The group wandered over to look at the destruction zone from the pins.  The area around Wretch's tomb was now filled with low-lying mausoleums.  Jade's Luck talked about putting up signs around the area saying *Definite Kill Zone*.  This got into a discussion of how the Manse could be used as an execution device.  Offenders could be put up on stakes within the kill zone.  The worst offender could be catapulted onto the pins, initiating the destruction.  A more lenient idea was to stake a person up in front of the Manse for a number of days, depending upon the crime.  If the Manse didn't explode during that time, they were free.  Someone thought it would be a good idea to give these ideas to the Mortician.

Jade's Luck asked if A-Dom needed to look after the small child while he was in the tomb.  He looked confused for a few moments.

A-Dom: Oh that's right, my son!

A-Dom, Tiger and Foursey went up the Manse and inside.  A-Dom went about inside the Manse marking places Foursey wasn't to go (to prevent pin explosion).  A-Dom and Foursey had a conversation in which A-Dom explained that Foursey was to do butler type things.  This was explained as dusting and serving tea.  Foursey tried to convey something through pantomime and failed.  A-Dom told him to try again.  Foursey tried the exact same pantomime.  A-Dom handed him a piece of paper and a writing utensil and was told to draw it.  Foursey drew a banana and looked disappointed.  Through questioning, A-Dom managed to figure out that Foursey was asking if he was supposed to kill intruders.  A-Dom told him he wasn't good at fighting and he should hide from intruders; unless they were friendly, whom he should serve them tea.  Foursey had trouble determining friendliness, so he was just told to hide from anyone who wasn't part of the Circle.  More confusing instructions were given before A-Dom and Tiger went to check the timer.  It said 25 years.  They left the Manse.


Install Undead Monkey Butler in Wretch's Tomb, SAFELY *DONE (time will tell on the safely part)*

Jade's Luck wandered off to the Inn to go talk to Fatty.  She found a much skinnier Fatty tending bar.  He was very happy to see her.  When asked, he said it was very hard to get good ingredients here.  She asked him if he wanted to leave.  He emphatically said yes.  When asked about the other two, he told her that Jim was a Gravedigger now and would likely also want to return.  He said that Salty Frank had run off to become a bandit.  It wasn't piracy, because he wasn't on a boat, but it was piracy like, since he was stealing.  Fatty found the banditry concept a little weird.  Jade's Luck asked about the Voodoo Mice and Fatty said they were around and still weird.  He said they hung around the fresher tombs and had taken on a Death theme.  He said they hunted and sacrificed other mice.  Fatty asked when they were leaving.  Jade's Luck explained that they were working on making a box that they could use to transport them through the Wyld Portal and back to the West.  Jim was contacted (either by Jade's Luck or Fatty) and brought up to speed.  He wanted to leave as well.  Jade's Luck then went off in search of Gareth.

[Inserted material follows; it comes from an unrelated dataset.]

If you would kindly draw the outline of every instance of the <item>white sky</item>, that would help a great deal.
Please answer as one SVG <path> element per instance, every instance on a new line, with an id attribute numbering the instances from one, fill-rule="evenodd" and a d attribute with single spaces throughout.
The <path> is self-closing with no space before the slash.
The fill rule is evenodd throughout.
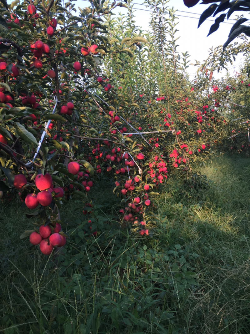
<path id="1" fill-rule="evenodd" d="M 110 3 L 111 1 L 112 0 L 110 0 Z M 116 3 L 117 2 L 118 0 L 117 0 Z M 151 14 L 150 11 L 146 11 L 150 10 L 146 7 L 146 4 L 143 4 L 144 2 L 143 0 L 134 0 L 131 3 L 134 4 L 134 14 L 136 17 L 135 20 L 136 24 L 139 27 L 141 27 L 144 30 L 147 30 L 149 28 L 149 23 Z M 88 2 L 88 1 L 83 0 L 78 0 L 77 5 L 81 6 L 81 5 L 82 7 L 87 6 Z M 214 18 L 209 18 L 212 21 L 206 20 L 198 29 L 197 26 L 200 14 L 209 5 L 198 4 L 193 7 L 188 8 L 184 4 L 183 0 L 170 0 L 168 5 L 169 7 L 174 7 L 175 9 L 178 10 L 175 14 L 179 17 L 179 23 L 176 27 L 179 30 L 177 33 L 176 37 L 180 36 L 177 41 L 177 43 L 180 46 L 178 50 L 180 52 L 188 52 L 191 56 L 189 58 L 189 60 L 191 60 L 191 63 L 195 62 L 195 59 L 202 61 L 208 57 L 210 48 L 223 45 L 227 39 L 230 29 L 235 22 L 233 19 L 236 18 L 236 15 L 234 13 L 230 17 L 231 19 L 228 21 L 226 18 L 225 19 L 225 22 L 228 23 L 221 23 L 217 31 L 207 37 L 210 27 L 214 21 Z M 143 9 L 144 10 L 141 10 Z M 125 8 L 119 7 L 113 12 L 116 14 L 118 14 L 119 12 L 125 14 L 126 10 Z M 236 13 L 237 15 L 239 15 L 242 13 L 242 12 Z M 244 17 L 248 17 L 247 12 L 244 12 L 243 14 Z M 219 16 L 220 14 L 217 14 L 216 16 Z M 247 23 L 247 22 L 245 24 Z M 231 66 L 230 72 L 232 75 L 234 71 L 239 69 L 239 65 L 240 65 L 242 59 L 242 57 L 240 55 L 238 56 L 235 62 L 234 63 L 234 65 Z M 197 69 L 196 67 L 190 66 L 188 71 L 191 79 L 193 77 Z M 225 72 L 224 72 L 222 74 L 225 75 Z M 216 73 L 215 73 L 215 75 L 218 77 Z M 218 75 L 220 76 L 220 74 Z"/>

Find remaining bound servitors of Jade's Luck (ex-pirates) *DONE*

While Jade's Luck was at the Inn, Gareth used his investigative skills to find the Voodoo Mice.  Near the fresher tombs, he found a little mouse village made of skulls.  Gareth gave the shout of greeting.

Gareth: Zug Zug, Shoga!

Little mice came out of the skulls, dressed in masks and funeral shrouds.

Mice: Shawoona!

He talked to them for a little bit.  They still worshipped the Unconquered Sun.  They made sacrifices to him regularly.  _The Unconquered Sun Brings Death to Others_. He asked them if they wanted to go back to the place with all the water.  They said they were happy here.  Gareth decided to make them better by teaching them all Wits.  While he was teaching, Jade's Luck wandered up.  He let her know that the mice were staying and he was teaching them.  He asked her if she could teach them something as well, but then remembered she didn't speak their language.  She said she could probably use shadow puppets to get points across, depending upon the subject matter.  He asked her if she could teach them Perception, or possibly Intelligence.  She said Perception would be easier to teach and used a lot of spotting exercises (Find the real mouse, find the sun, etc) to teach them.  After they were done, Gareth and Jade's Luck left the mice. 


Find Voodoo Mice *DONE*

The Circle got back together to discuss the coffin and the ex-pirates.  They were unsure just where they were going to put the ex-pirates.  Jade's Luck suggested Fatty could live on the ship and go back to cooking for us.

A-Dom: And when he dies I could raise him and he could still cook for us!

A-Dom's comment was generally thought of to be a bad idea.  He went on to talk about how they could bury him in effigy.  It was a very confusing conversation.

Other thoughts for Fatty was to set him up with a job at an inn in Atlantis, since he seemed to like that. What to do with Jim wasn't discussed.

They started discussing the coffin planning out it's requirements.  The group got into an involved discussion of add-ons involving a magical sign that told the occupant whether or not they were in the Wyld at the moment.  Tiger shot these ideas down completely.  

They ended up deciding that the coffin needed air, needed to protect from the Wyld, and shouldn't be able to be opened from the inside while in the Wyld.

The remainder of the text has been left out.